Auszeichnen konnten sich die Neuen zunächst jedoch nicht. Das musste schon Torhüter Kevin Müller tun, dem es die zu passiven Rostocker zu verdanken hatten, dass sie die erste Halbzeit ohne Gegentor überstanden. Zunächst parierte der U20-Nationaltorhüter, der noch keine Saisonminute verpasst hat, zweimal gegen den früheren Hanseaten Zafer Yelen (10., 21.).
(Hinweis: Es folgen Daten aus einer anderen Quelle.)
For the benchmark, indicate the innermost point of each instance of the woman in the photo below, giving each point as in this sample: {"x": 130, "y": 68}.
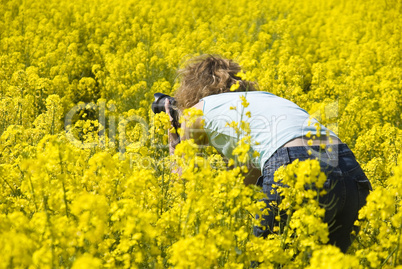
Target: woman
{"x": 284, "y": 133}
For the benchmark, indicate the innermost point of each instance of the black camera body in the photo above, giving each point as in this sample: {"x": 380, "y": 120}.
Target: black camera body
{"x": 159, "y": 105}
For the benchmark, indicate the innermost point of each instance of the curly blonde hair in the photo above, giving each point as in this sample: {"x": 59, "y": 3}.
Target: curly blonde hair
{"x": 207, "y": 75}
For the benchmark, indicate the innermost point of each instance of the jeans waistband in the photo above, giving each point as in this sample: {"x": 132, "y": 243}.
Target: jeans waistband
{"x": 329, "y": 153}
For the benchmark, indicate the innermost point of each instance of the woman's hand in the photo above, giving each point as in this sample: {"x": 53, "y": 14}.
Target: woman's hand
{"x": 174, "y": 138}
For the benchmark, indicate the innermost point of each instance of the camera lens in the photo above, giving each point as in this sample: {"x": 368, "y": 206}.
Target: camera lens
{"x": 159, "y": 104}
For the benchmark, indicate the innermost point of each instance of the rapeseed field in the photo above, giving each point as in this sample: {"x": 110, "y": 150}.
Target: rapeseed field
{"x": 86, "y": 179}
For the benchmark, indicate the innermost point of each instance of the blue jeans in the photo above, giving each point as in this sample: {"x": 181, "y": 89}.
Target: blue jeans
{"x": 347, "y": 188}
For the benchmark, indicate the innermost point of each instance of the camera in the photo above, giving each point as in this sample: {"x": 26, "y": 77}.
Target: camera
{"x": 159, "y": 105}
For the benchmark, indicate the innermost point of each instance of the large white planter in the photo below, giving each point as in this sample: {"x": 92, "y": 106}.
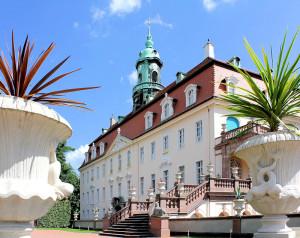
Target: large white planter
{"x": 29, "y": 171}
{"x": 273, "y": 159}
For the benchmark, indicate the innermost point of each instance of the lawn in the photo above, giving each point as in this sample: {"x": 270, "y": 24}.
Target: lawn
{"x": 69, "y": 229}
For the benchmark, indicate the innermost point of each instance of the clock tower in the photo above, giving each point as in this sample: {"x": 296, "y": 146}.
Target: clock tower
{"x": 148, "y": 68}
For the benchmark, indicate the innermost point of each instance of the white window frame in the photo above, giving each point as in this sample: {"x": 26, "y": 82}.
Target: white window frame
{"x": 153, "y": 181}
{"x": 142, "y": 186}
{"x": 233, "y": 81}
{"x": 166, "y": 102}
{"x": 199, "y": 170}
{"x": 153, "y": 150}
{"x": 119, "y": 162}
{"x": 165, "y": 144}
{"x": 103, "y": 170}
{"x": 128, "y": 184}
{"x": 102, "y": 148}
{"x": 119, "y": 189}
{"x": 182, "y": 172}
{"x": 148, "y": 120}
{"x": 94, "y": 152}
{"x": 103, "y": 194}
{"x": 128, "y": 158}
{"x": 190, "y": 94}
{"x": 142, "y": 155}
{"x": 181, "y": 138}
{"x": 199, "y": 136}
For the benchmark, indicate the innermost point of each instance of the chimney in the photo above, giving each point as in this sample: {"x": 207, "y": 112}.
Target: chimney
{"x": 209, "y": 50}
{"x": 112, "y": 121}
{"x": 180, "y": 76}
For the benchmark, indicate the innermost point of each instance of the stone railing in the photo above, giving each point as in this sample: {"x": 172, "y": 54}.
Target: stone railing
{"x": 251, "y": 128}
{"x": 120, "y": 215}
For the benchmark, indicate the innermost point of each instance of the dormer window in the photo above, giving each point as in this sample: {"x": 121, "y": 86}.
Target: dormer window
{"x": 148, "y": 120}
{"x": 167, "y": 107}
{"x": 231, "y": 83}
{"x": 102, "y": 147}
{"x": 190, "y": 94}
{"x": 86, "y": 157}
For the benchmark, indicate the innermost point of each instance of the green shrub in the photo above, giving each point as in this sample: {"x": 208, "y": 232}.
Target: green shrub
{"x": 59, "y": 216}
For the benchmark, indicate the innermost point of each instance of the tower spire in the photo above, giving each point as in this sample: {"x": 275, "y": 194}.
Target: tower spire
{"x": 149, "y": 42}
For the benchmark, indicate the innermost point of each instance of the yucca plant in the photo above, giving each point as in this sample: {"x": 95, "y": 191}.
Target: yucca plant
{"x": 20, "y": 75}
{"x": 281, "y": 97}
Dann stand Müller gegen Karim Benyamina in der 39. Minute goldrichtig und nahm dem einschussbereiten FSV-Stürmer den Ball kurz vor der Linie ab. Und als sich zwei Minuten später noch Namensvetter Sven Müller versuchte, fand auch der im talentierten Rostocker Keeper seinen Meister. Von solchen Möglichkeiten konnten die Gäste und ihre rund 2000 Schlachtenbummler, die erstmals nach der DFB-Sperre wieder mitreisen durften, nur träumen. Rostock hatte einfach keine.

Auch nach dem Wiederanpfiff verdienten die Rostocker Offensivbemühungen die Bezeichnung nicht. FSV-Torhüter Patrick Klandt, der einst auch in Hansa-Diensten stand, verlebte einen geruhsamen Frühnachmittag und musste nur zweimal richtig eingreifen - erst als Mintal plötzlich frei vor ihm auftauchte (88.) und dann in der Nachspielzeit bei einem Schuss von Björn Ziegenbein. Das war aber viel zu wenig für den von Hansa erhofften ersten Auswärtssieg.